Conosciamo bene i meccanismi della realpolitik e sappiamo alla perfezione che l’attuale governo italiano, alla faccia dei proclami propagandistici, sta cercando di riconquistare spazi di sovranità dalla meschina Unione tecnocratica svendendosi a chi la sovranità italiana la calpesta da oltre settant’anni. Sappiamo altresì che tale operazione, visto l’attuale inquilino della Casa Bianca, richieda l’entusiastico pellegrinaggio nel “baluardo della democrazia nella regione”. E sappiamo perfettamente che ogni politico desideroso di fare una brillante carriera nel nuovo ordine nazional-liberista disegnato dagli strateghi di Washington necessiti del battesimo sionista. Non ignoriamo il fatto che la propaganda sia un’arte e che le grandi masse, assuefatte dall’uso smodato dei social network e per nulla interessate a qualsiasi approfondimento di sorta, possano cadere maggiormente vittime di una grossa menzogna piuttosto che di una piccola.

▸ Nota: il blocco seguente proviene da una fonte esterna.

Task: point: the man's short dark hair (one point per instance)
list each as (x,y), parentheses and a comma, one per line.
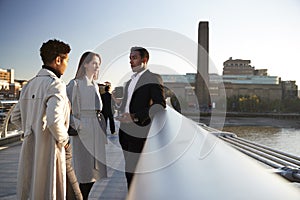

Tuttavia, noi, fedeli alla vecchia scuola, continuiamo a pensare che il mondo debba essere raccontato nel rispetto dei fatti e delle verità storiche. Così, questa attitudine ci porta ad affermare, senza tanti di giri di parole, che su Hezbollah ha torto. Non solo perché Le sue dichiarazioni hanno giustamente messo in difficoltà e suscitato l’imbarazzo dei militari italiani dell’UNIFIL che ogni giorno hanno la possibilità di constatare la realtà sul campo al di là delle sensazionalistiche dichiarazioni di chi cerca di riscuotere l’apprezzamento del proprio padrino d’oltreoceano. Ma, soprattutto, perché il Partito di Dio è un protagonista di rilievo della vita politica libanese (l’Alleanza da lui guidata ha ottenuto la metà dei 128 seggi a disposizione nelle ultime elezioni) e perché senza di esso lo stesso Libano, con tutta probabilità, non esisterebbe più.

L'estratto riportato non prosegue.